The U.S. Army Corps of Engineers Buffalo District submitted a proposed plan and launched the public comment period for the further decontamination of the Niagara Falls Storage Site in Lewiston, New York.
The Corps has already finished the decision-making process for the 10-acre Interim Waste Containment Structure (IWCS), an engineered landfill dating to the 1980s that contains uranium ore-processing residues and is considered the most significant source of contamination at the site. The Corps’ Formerly Utilized Sites Remedial Action (FUSRAP) Program is remediating the site.
The new plan outlines design alternatives for two additional operable units: the Balance of Plant operable unit, which includes all of the material at the 191-acre Niagara Falls Storage Site not in the IWCS — soils, buildings and building foundations, utilities, roads, and roadbeds — and the Groundwater operable unit, which refers to contaminated groundwater.
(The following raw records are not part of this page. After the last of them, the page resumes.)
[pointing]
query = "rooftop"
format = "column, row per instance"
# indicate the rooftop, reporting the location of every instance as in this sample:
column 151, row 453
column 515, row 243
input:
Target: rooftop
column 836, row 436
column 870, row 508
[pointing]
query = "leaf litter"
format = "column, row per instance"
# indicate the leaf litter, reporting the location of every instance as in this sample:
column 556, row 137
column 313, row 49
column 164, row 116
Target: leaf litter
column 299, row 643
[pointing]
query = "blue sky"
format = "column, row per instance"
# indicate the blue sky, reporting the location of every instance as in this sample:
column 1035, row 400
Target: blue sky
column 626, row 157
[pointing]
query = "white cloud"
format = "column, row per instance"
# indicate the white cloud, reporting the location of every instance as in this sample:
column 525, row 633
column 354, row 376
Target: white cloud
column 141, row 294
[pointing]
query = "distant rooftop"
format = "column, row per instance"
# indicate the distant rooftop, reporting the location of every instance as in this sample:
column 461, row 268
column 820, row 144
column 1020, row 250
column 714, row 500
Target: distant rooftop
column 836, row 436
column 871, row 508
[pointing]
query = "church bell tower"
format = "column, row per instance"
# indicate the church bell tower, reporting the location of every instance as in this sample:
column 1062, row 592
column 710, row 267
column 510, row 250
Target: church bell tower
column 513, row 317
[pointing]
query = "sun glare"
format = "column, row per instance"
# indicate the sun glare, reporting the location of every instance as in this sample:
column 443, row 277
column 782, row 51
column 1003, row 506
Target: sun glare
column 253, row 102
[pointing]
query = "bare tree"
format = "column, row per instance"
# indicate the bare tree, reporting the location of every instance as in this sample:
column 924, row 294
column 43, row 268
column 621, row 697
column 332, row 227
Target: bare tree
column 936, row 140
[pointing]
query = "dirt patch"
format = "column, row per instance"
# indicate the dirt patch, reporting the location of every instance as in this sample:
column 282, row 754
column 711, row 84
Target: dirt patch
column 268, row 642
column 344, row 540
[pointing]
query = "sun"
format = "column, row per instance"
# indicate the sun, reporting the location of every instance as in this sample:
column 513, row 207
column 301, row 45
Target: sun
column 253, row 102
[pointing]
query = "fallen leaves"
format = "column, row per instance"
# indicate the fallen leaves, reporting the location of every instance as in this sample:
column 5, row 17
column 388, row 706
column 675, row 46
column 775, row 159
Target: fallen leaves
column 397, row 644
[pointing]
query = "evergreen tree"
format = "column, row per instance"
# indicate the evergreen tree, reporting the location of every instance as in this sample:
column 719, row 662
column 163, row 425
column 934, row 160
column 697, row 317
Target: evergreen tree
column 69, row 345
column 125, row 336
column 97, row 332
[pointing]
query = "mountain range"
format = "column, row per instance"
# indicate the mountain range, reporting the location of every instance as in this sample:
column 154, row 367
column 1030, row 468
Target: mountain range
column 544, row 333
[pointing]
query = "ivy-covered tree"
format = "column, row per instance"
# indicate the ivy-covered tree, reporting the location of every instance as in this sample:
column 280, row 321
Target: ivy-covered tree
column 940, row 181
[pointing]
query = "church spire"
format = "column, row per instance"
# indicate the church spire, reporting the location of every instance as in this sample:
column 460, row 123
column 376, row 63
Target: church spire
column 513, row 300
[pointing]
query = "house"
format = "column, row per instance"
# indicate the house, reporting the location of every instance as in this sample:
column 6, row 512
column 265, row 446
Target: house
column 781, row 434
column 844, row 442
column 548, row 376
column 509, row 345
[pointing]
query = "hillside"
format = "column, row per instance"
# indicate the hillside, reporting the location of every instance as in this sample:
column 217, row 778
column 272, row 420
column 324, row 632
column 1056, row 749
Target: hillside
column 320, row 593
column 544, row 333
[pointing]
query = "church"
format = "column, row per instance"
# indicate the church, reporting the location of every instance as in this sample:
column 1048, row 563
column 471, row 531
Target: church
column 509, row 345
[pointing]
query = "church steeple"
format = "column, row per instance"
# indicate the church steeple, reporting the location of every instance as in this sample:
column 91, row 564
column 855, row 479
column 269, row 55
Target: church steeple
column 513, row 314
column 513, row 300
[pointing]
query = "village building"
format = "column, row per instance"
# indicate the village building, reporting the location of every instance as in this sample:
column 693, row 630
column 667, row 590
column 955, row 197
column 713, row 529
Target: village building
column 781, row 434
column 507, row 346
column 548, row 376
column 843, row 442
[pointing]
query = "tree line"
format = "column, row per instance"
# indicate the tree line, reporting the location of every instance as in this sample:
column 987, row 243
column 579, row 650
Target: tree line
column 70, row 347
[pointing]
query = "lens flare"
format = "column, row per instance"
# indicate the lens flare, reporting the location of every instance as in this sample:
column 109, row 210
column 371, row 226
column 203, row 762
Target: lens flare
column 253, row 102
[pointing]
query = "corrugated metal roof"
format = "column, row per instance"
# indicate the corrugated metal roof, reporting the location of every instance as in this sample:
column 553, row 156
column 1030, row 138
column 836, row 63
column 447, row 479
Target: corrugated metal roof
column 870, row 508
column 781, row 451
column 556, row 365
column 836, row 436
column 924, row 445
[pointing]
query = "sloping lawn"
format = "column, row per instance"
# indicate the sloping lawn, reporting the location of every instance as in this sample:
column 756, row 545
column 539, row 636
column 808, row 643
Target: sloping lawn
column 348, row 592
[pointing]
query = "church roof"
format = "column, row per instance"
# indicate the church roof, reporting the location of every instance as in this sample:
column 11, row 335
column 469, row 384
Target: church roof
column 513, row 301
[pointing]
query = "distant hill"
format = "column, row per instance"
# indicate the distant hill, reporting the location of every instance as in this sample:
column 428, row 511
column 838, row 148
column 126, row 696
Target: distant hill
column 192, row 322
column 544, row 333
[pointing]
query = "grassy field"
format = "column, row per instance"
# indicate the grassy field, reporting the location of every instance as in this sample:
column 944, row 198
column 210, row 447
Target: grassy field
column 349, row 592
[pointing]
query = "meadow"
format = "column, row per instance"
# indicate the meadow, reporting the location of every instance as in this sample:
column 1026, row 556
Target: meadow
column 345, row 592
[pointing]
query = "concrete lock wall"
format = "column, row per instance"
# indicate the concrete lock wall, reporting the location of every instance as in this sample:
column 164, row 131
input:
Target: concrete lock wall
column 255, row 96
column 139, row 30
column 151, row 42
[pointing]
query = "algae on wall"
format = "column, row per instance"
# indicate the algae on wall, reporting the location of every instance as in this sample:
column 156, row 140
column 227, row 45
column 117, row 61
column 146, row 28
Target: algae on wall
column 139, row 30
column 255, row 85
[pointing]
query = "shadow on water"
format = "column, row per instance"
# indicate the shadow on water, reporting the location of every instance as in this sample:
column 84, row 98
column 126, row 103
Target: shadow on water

The Corps lays out five alternatives to remediate the two operable units in the plan, pointing most favorably to a $24 million option called “removal with building contamination.” The plan involves the excavation and off-site disposal of impacted soil, road bedding, groundwater, and the foundation and utilities of one of the former buildings, while others will be decontaminated by scarifying — mechanically grinding the surface — and left in place.
FUSRAP-related material removed from the site will be sent to an appropriately permitted disposal facility, the program outlined in a presentation posted to its website.
Eight radionuclides of concern were found in the Balance of Plant operable unit and surrounding areas, including: actinium-227, protactinium-231, lead-210, radium-226, thorium-230, uranium- 234, uranium-235, and uranium-238.
The Corps has already begun the procurement process for the IWCS, which holds more than 278,000 cubic yards of waste including some 6,030 cubic yards of highly radioactive material.
In March 2019, the Corps agreed to remove the entire IWCS, process the contaminated materials, and ship the materials out of state for permanent disposal. Now it’s pursuing the development of the design contract to remediate the site, which it expects to award by 2021.
The Corps expects the $24 million alternative to take 28.5 months — 24 months to develop remedial designs and plans and 4.5 months for construction — after which the site would be remediated to levels suitable for industrial use.
Since the 1940s, the Niagara Falls Storage Site has held wastes generated by the Manhattan Project to build the first atomic bomb.